Als es auf einmal so kalt war

Neulich, als es auf einmal so kalt war, lag ich mit einem Sohn auf dem Sofa und wir lasen. Es war schon spät am Abend, jedenfalls aus Sicht eines Kindes. Die Balkontür war einen Spalt auf, denn ich mag es, wenn die Nächte kühl sind und man endlich wieder unter Decken liegen und Tee trinken kann. Von draußen kam ein Geräusch, das da sonst nicht war. Ein dröhnendes Stampfen, ein regelmäßiges Beben, es klang nach schwerer Arbeit und es klang weit weg. Man hörte es nur, wenn man darauf achtete. Bei jedem nebenbei gesprochenen Satz war es schon weg, es ging in den eigenen Wörtern unter. Aber da, wo es herkam, da war es sehr laut, das hörte man dem dunklen Gepolter doch noch an, wenn man nur darauf achtete. Das donnernde Schlagen war schon ein gutes Stück durch die Nacht gezogen, das war nur ein Rest, der bei uns ankam, ein wolkiger Nachhall. Wie aber hört man einem leisen Geräusch eigentlich an, dass es laut war?

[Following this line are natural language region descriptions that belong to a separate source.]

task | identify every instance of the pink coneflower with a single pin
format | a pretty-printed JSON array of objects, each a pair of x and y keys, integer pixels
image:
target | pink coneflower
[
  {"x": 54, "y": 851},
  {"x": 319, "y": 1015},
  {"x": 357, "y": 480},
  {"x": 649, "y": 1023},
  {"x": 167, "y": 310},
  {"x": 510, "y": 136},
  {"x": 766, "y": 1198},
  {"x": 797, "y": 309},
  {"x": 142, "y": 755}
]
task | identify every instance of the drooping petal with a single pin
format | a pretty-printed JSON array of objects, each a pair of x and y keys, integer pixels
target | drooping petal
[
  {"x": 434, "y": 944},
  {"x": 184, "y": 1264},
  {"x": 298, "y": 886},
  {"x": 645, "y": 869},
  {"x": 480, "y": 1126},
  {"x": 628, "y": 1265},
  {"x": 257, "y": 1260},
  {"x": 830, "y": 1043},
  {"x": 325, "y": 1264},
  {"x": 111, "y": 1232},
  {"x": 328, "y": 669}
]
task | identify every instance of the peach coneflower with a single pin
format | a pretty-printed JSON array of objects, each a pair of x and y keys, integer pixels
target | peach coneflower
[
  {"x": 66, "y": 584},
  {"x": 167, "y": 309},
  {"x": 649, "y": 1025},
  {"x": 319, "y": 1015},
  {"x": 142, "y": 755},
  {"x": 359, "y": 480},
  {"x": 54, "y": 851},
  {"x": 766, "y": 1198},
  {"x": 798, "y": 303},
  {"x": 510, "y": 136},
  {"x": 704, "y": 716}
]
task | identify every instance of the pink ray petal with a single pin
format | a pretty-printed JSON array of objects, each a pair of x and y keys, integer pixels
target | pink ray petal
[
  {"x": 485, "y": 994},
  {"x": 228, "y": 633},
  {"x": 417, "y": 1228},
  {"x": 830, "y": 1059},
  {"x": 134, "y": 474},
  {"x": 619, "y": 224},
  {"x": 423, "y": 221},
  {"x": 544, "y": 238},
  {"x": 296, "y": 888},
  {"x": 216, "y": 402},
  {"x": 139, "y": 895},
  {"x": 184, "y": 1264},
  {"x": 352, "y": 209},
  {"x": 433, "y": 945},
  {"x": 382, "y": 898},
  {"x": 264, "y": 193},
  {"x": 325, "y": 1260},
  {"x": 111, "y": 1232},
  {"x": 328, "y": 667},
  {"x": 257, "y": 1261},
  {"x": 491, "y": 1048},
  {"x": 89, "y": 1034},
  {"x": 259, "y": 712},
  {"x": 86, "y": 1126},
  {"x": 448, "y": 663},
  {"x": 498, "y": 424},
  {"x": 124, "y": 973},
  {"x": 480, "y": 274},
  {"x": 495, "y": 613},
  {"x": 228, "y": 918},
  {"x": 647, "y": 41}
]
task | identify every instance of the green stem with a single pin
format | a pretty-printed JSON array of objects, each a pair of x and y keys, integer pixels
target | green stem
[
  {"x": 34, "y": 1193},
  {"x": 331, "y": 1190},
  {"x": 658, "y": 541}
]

Wenn in Filmen, in amerikanischen Filmen, Güterzüge durch endlose Landschaften rollen, dann gibt es da immer dieses einschläfernde metallische Geratter, das kennt vermutlich jeder. So war dieser Rhythmus, ein klein wenig langsamer vielleicht. Es kam, der Wind stand wohl günstig, vom Hafen her. Je nachdem, wie der Wind gerade weht, sind wir hier auf einmal recht nah am Hafen, besonders nachts, wenn der Autoverkehr nachlässt. Dann weht manchmal das Schiffstuten so unvermittelt heran, als könnten wir gleich vor der Haustür an Bord gehen. Südwind muss das dann wohl sein, ein seltener Wind. Südwest vielleicht.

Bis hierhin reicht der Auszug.